Но все это было потом, а в тот вечер с его золотым закатом мы почти еще не знали друг друга, только приглядывались, принюхивались, и вряд ли он мог так уж сразу заговорить о подруге. Нет, нет, скорее всего, шел толк о делах. Ведь у них — у него и тогдашнего его приятеля, — в отличие от меня, были уже какие-то дела в московских редакциях, в театрах, что-то там намечалось, чтобы потом сорваться, опять наметиться и сорваться опять… Мне же казалось тогда, я был почти уверен, что в этих-то делах и таится самая соль и прелесть жизни, высшее ее блаженство. И понятно, как слушал я эти рассказы.
Говорят, все пишущие завистливы и хвастливы. Спорить не буду и головы на отсеченье не дам, что они не привирали маленько, но… Я слушал их с чистым восторгом, без капли зависти. Честно! Я ведь был самым младшим и еще без горечи в душе откладывал свои победы на будущее, а их успехам радовался, само собой, как их успехам, и еще больше — потому, что они как бы предвещали и мои, будущие, указывали их срок и почти что гарантировали.
Впрочем, бог с ним, с тогдашним разговором! Кто его знает — вдруг там и в самом деле ничего важного не было?
Но бесконечно для меня важно, что тихо догорал вечер, поднимались сумерки, стирая со стен закатный румянец, и только над дальними крышами горело еще золотое свеченье, обещая прекрасный безоблачный день. Легкий ветерок шелестел вдоль бульваров, поглаживая, щекоча прохладными пальцами нажаренную за день кожу, троллейбусы урчали моторами неспешно и ласково, будто старые коты на лежанке. Совсем рядом с нами, на углу, провода их скрещивались, из-под пощелкивающих штанг вылетали длинные голубые искры, и чистый запах озона перебивал на миг духоту раскаленного асфальта.
Никогда уже во всю жизнь не чувствовал я такой защищенности и покоя! Такой всеобщей ласковости окружающего мира, такой надежности его и правильности.
И вот этот закат догорал, зеленца проступала в темнеющем небе — глубокая, чуть мерцающая зеленца с проколами первых звезд.
Он снял темные очки, спрятал в карман линялой ковбойки (единственный из нас, он уже тогда появлялся в столице вполне затрапезно) и вскинул голову к небу.
— Да-а, — сказал, потягиваясь и разминая плечи, — да, старички, грустное дело закат!

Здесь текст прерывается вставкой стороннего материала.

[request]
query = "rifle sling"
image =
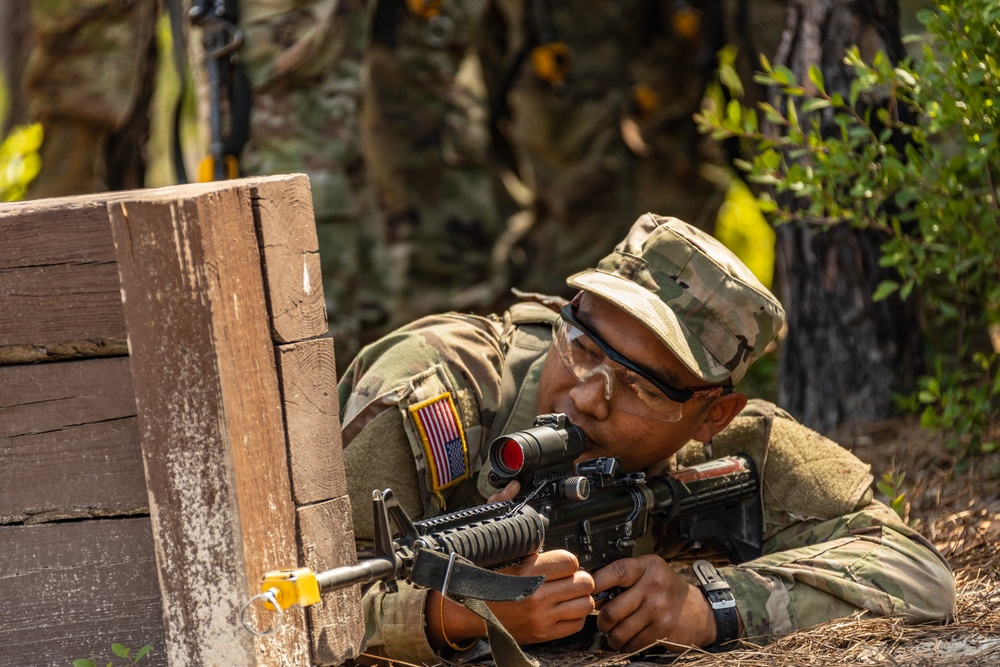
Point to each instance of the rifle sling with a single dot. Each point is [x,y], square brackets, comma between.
[469,585]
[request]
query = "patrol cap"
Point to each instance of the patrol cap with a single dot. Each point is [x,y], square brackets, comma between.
[692,292]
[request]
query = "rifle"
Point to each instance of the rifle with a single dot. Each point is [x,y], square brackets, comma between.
[592,509]
[228,85]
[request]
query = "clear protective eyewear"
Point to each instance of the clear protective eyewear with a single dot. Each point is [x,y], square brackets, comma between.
[627,386]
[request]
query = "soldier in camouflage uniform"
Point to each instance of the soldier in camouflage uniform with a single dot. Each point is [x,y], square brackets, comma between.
[303,58]
[615,138]
[687,319]
[426,143]
[88,81]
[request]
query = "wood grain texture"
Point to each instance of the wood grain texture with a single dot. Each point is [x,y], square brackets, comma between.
[286,227]
[70,589]
[58,280]
[336,624]
[210,419]
[69,441]
[308,378]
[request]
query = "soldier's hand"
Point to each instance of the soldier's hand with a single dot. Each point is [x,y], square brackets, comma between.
[557,609]
[657,604]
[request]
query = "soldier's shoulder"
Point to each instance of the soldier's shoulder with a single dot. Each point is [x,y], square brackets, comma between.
[804,473]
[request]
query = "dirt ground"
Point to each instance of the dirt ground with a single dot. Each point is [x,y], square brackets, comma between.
[959,512]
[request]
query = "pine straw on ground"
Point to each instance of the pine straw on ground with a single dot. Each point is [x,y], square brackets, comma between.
[959,513]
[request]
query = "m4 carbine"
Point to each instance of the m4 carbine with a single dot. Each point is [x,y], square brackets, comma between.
[592,509]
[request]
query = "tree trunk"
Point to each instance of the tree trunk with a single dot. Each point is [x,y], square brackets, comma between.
[844,355]
[15,44]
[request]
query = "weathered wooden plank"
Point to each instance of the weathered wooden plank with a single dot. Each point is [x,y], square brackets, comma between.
[308,376]
[69,441]
[286,227]
[210,420]
[58,281]
[336,625]
[70,589]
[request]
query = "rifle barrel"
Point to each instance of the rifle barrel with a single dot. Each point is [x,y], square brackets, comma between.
[374,569]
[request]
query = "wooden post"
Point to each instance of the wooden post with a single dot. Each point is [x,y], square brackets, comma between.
[210,420]
[212,277]
[286,230]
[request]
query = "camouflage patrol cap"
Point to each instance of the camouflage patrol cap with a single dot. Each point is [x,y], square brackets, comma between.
[692,292]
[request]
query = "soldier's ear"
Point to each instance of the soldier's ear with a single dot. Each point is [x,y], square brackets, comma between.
[721,411]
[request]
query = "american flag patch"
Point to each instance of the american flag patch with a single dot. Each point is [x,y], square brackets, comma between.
[444,441]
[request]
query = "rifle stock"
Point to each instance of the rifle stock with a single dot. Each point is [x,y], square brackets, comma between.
[591,509]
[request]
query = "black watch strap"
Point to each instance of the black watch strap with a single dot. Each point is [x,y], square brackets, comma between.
[720,597]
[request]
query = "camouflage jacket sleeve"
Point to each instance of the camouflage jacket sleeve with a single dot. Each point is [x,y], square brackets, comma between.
[814,571]
[448,362]
[829,550]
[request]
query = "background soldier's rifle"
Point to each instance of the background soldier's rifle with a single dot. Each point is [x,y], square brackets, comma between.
[228,86]
[592,509]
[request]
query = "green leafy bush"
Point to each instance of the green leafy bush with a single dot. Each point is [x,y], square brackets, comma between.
[923,168]
[119,650]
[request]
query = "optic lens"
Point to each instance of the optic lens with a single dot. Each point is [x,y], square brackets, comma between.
[512,456]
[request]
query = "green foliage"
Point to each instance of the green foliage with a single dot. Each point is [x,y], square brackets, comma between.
[891,486]
[911,150]
[119,650]
[19,161]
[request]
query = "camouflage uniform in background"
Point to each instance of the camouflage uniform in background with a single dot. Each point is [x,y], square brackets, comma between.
[619,141]
[426,141]
[303,58]
[427,400]
[88,82]
[829,549]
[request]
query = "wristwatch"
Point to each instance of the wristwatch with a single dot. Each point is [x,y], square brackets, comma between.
[720,597]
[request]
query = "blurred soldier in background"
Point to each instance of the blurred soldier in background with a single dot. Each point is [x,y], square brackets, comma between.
[88,81]
[303,58]
[595,99]
[425,131]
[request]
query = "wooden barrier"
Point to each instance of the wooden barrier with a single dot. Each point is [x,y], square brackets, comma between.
[143,496]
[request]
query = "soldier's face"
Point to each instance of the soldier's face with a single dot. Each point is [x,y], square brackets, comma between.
[638,441]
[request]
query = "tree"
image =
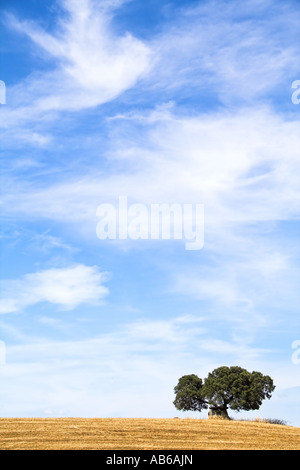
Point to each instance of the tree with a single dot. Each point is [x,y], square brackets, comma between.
[224,387]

Я дернулся спорить: о чем, мол, грустить? Я всегда дергался с ним спорить и чаще, боюсь, просто из желания хоть как-то обозначить свою самостоятельность, ибо всегда при нем ощущал катастрофическое ее таяние.
Но, дернувшись, я тоже поднял глаза и почти в зените увидел одинокое, тонкое, как вуалька, облачко, почти уже исчезающее и все же хранящее в себе последний розовый отблеск. В нем была не грусть, нет, но что-то более краткое и сильное, как мгновенное предощущение какой-то пропажи, гибели и вины.
— Это облако, оно как-то… — сказал я и смолк.
— Да, старики, — торжественно произнес он, — вот так и писать надо, чтоб, как в облаке этом, вроде ничего и нет, а душа болит!
Конец золотого вечера был непременно таков, это уж точно! Ибо о чем бы, где бы и когда бы ни говорили, он все сводил на то, как надо писать. И только при этом глаза его загорались по-настоящему.
Той слякотной рижской осенью, когда его хоронили, все собравшиеся за поминальным столом сокрушались горестно и недоуменно: как же, мол, так? Почему, так здорово все понимая, он сам ничего, почти ничего… Почему?